Die "Festung Europa", die den alten Traum vom einigen Europa abgelöst hat, ist in Nationalstaaten zerfallen, die sich nach Möglichkeit einigeln. Nach wirtschaftlicher Leistungsfähigkeit gibt es A-, B-, C- und D-Zonen. Zonenüberschreitungen sind verboten. Die "Meute", eine Gruppe selbsternannter Ordnungshüter, sorgt für bürgerkriegsähnliche Zustände. Der Staat kann Sicherheit nicht mehr gewährleisten, und die Regierung – sofern man noch von einer solchen sprechen kann – ist in der Hand der extremen Rechten.

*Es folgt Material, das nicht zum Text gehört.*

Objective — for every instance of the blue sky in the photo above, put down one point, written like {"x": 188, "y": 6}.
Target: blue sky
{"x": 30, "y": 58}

Liest man diese elementaren Hinweise zum Inhalt, erwartet man wahrscheinlich eine jener politischen Dystopien, die seit einigen Jahren den Buchmarkt bereichern. Wie in ihren Romanen "Die Blickfängerin" (2013) und "Quecksilbertage" (2014) erweist sich aber Eva Schörkhuber auch diesmal wieder als Erzählerin mit eigenwilliger Ästhetik. Die Intention der Autorin ist zweifellos politisch, die Bausteine zu ihren düsteren Szenarien hat sie der politischen Gegenwart entnommen, aber Erzählverfahren und Sprache erinnern an surrealistische Traditionen. Irgendwo zwischen Franz Kafka und einem expressionistischen Gruselmärchen. Die Reise des Helden (oder der Heldin) als Lebensprüfung, ist ein alter literarischer Topos, den Schörkhuber für ihre Zwecke adaptiert.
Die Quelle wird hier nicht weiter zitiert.